Analyst Robin Black frequently delivers some of the best pre-fight breakdowns before highly anticipated UFC fights, and the UFC 205 main event scrap between UFC featherweight champion Conor McGregor and UFC lightweight champion Eddie Alvarez is no different.
Black gives an in-depth look at the strategies of both men, pre-championship, and post-championship using a scale he calls the ‘Sapp-Alvarez’ scale. On one hand, Black analyzes the ‘heart’ of fighters using his ‘W.A.T.E.S.’ method (Willingness & Ability To Embrace Suffering) while on the other hand he weighs a fighter’s frequency to either avoid, or embrace, risks.
The fight is certainly one that has MMA fans torn, while some believe that the precision of Conor McGregor’s striking will be too much for Alvarez to handle, others believe that the heart & wrestling of Alvarez will result in the Philadelphia native leaving The Empire State with the lightweight championship.
During the UFC 205 press conference several months ago, McGregor boldly predicted that he would become just the second man to finish Alvarez throughout the course of his thirteen year professional MMA career. On the flip side however, Alvarez believes that he will finish McGregor, as he has predicted that he will defeat McGregor around the 9-minute mark of the fight, drawing insight from McGregor’s first fight with Nate Diaz, which he lost via submission.
“I think we do it under the nine-minute mark. Big, big heavy shots, he goes down and then submission. I can see it ending much like the (Nate) Diaz fight where I land the heavy shot and then I finish with a submission.”
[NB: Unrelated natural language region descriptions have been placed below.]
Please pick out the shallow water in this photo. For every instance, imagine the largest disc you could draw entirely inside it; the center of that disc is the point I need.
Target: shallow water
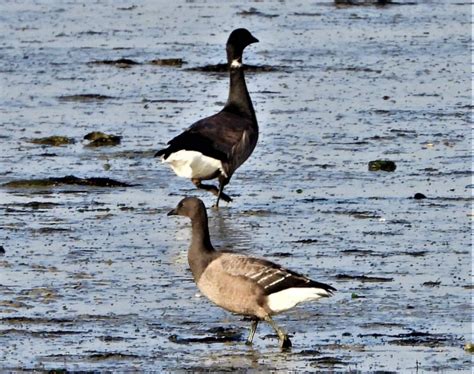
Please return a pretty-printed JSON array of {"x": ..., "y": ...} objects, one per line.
[{"x": 96, "y": 278}]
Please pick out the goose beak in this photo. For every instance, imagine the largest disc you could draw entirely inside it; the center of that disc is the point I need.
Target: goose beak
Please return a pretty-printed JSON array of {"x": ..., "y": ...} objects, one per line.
[{"x": 172, "y": 212}]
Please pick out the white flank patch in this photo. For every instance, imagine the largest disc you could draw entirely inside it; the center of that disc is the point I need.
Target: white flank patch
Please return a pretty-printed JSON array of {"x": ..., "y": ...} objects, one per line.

McGregor has yet to be stopped by strikes inside the Octagon, however he has been submitted three times over the course of his professional career, with the most recent being a rear naked choke loss to Nate Diaz at UFC 196 back in March, which was also the first loss of his UFC career.
McGregor rebounded from the loss by defeating Diaz in a highly anticipated rematch at UFC 202 in August, ultimately earning himself a crack at Alvarez’ lightweight championship, and the possibility of becoming the first ever simultaneous two-division UFC champion.